Nein. Der Betriebsrat wählt den Anbieter frei, muss aber die Verhältnismäßigkeit wahren. Hält der Arbeitgeber eine Schulung für zu teuer, muss er selbst eine kostengünstigere, inhaltlich gleichwertige Alternative benennen. Ein pauschaler Verweis auf einen billigeren Anbieter genügt nicht, die Alternative muss dieselbe Qualität und dieselben Inhalte bieten.

Wie oft dürfen Betriebsratsmitglieder an Schulungen teilnehmen?

Für erforderliche Schulungen nach § 37 Abs. 6 gibt es keine feste Obergrenze. Entscheidend ist der Bedarf für die Betriebsratsarbeit. Für geeignete Schulungen nach § 37 Abs. 7 gilt das Zeitkontingent von drei Wochen pro Amtszeit, für Erstgewählte vier Wochen. Beide Ansprüche bestehen nebeneinander.

Sind Betriebsratsmitglieder verpflichtet, an Schulungen teilzunehmen?

In gewissem Umfang ja. Der Betriebsrat muss handlungsfähig sein, und dafür braucht er ausreichend qualifizierte Mitglieder. Wer sich das nötige Grundwissen dauerhaft verweigert und dadurch seine Aufgaben nicht erfüllen kann, verletzt seine Amtspflichten. Die Teilnahme an Grundlagen-Seminaren liegt deshalb im Interesse des gesamten Gremiums.

Habe ich als neu gewähltes Betriebsratsmitglied Anspruch auf Schulungen?

Ja, und zwar sofort. Als neu gewähltes Mitglied haben Sie Anspruch auf das nötige Grundlagenwissen, ohne die Erforderlichkeit gesondert begründen zu müssen. Ein Grundlagen-Seminar zu Beginn der Amtszeit ist der übliche und anerkannte Weg, um sicher in die Arbeit zu starten. Nutzen Sie diesen Anspruch früh, statt bis zum ersten schwierigen Fall zu warten.

Haben Ersatzmitglieder des Betriebsrats einen Anspruch auf Schulungen?

Das hängt von der Praxis ab. Ersatzmitglieder des Betriebsrats haben einen Anspruch, wenn sie regelmäßig für verhinderte Mitglieder nachrücken und dadurch dauerhaft Betriebsratsaufgaben wahrnehmen. Wer nur selten einspringt, kann in der Regel kein Grundlagen-Seminar auf Kosten des Arbeitgebers verlangen. Maßgeblich ist, ob das Wissen für die tatsächliche Tätigkeit gebraucht wird.

Gibt es einen Schulungsanspruch für Mitglieder des Wahlvorstands?

Ja.
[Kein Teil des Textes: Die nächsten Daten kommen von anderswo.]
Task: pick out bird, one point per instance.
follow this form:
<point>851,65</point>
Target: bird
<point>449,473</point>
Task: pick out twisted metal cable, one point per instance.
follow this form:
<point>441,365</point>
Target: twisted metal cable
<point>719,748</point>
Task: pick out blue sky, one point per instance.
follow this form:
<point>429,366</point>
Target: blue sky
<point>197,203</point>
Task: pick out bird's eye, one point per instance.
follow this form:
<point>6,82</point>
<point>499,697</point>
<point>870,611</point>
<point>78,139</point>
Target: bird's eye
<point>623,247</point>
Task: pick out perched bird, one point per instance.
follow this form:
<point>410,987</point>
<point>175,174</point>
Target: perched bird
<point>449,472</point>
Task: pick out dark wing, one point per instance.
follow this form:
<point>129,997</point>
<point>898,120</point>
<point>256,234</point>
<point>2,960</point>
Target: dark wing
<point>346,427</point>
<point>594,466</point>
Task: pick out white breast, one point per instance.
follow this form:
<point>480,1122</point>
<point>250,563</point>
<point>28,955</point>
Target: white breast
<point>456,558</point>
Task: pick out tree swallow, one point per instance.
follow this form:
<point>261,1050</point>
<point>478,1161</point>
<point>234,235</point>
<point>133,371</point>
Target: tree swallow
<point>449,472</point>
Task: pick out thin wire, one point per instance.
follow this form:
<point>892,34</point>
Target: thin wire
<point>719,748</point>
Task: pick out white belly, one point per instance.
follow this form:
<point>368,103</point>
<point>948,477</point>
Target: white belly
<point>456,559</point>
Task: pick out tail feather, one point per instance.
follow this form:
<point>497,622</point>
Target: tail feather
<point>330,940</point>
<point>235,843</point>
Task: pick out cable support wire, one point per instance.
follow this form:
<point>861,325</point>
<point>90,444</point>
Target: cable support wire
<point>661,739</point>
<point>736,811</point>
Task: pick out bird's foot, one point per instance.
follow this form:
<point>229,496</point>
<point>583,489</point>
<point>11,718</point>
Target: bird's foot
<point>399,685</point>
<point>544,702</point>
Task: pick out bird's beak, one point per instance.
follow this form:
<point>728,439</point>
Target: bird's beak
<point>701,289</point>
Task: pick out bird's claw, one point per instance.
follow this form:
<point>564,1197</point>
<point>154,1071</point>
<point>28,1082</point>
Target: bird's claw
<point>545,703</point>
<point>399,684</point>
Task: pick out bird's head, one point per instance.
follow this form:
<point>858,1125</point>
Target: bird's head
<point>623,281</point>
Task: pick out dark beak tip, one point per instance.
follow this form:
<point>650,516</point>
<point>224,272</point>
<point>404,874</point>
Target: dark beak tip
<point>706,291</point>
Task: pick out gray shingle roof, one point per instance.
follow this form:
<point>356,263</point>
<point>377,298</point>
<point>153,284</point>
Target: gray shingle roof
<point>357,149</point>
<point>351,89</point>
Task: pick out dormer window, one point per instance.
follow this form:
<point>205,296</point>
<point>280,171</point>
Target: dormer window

Mitglieder des Wahlvorstands haben Anspruch auf Schulungen, die sie für die ordnungsgemäße Durchführung der Betriebsratswahl benötigen. Dabei geht es vor allem um das Wahlverfahren, die Fristen und die Aufgaben des Wahlvorstands. Auch diese Schulung gilt als erforderlich, weil eine fehlerhafte Wahl anfechtbar wäre. Der Arbeitgeber trägt die Kosten wie bei anderen erforderlichen Schulungen.

Was passiert bei Streitigkeiten über den Schulungsanspruch?

Streitigkeiten über die Erforderlichkeit oder die Kosten entscheidet das Arbeitsgericht im Beschlussverfahren nach § 2a ArbGG. Der Betriebsrat als Gremium leitet dieses Verfahren ein, es ist keine klassische Klage eines einzelnen Mitglieds. Geht es dagegen nur um den Termin und betriebliche Notwendigkeiten, ist die Einigungsstelle zuständig. Die Kosten des Verfahrens trägt im Regelfall der Arbeitgeber.

Ihr nächster Schritt

Der Schulungsanspruch gibt Ihnen die Sicherheit, um rechtlich fundiert zu arbeiten. Wer die Grundlagen kennt, verhandelt selbstbewusster, trifft schnellere Entscheidungen und macht weniger formale Fehler, die eine Maßnahme später angreifbar machen. Genau deshalb ist die Fortbildung für die Betriebsratsarbeit so wichtig.

Nutzen Sie den Anspruch früh in der Amtszeit, statt zu warten, bis der erste schwierige Fall auf dem Tisch liegt. Ein Grundlagen-Seminar direkt nach der Wahl gibt dem ganzen Gremium eine gemeinsame Wissensbasis.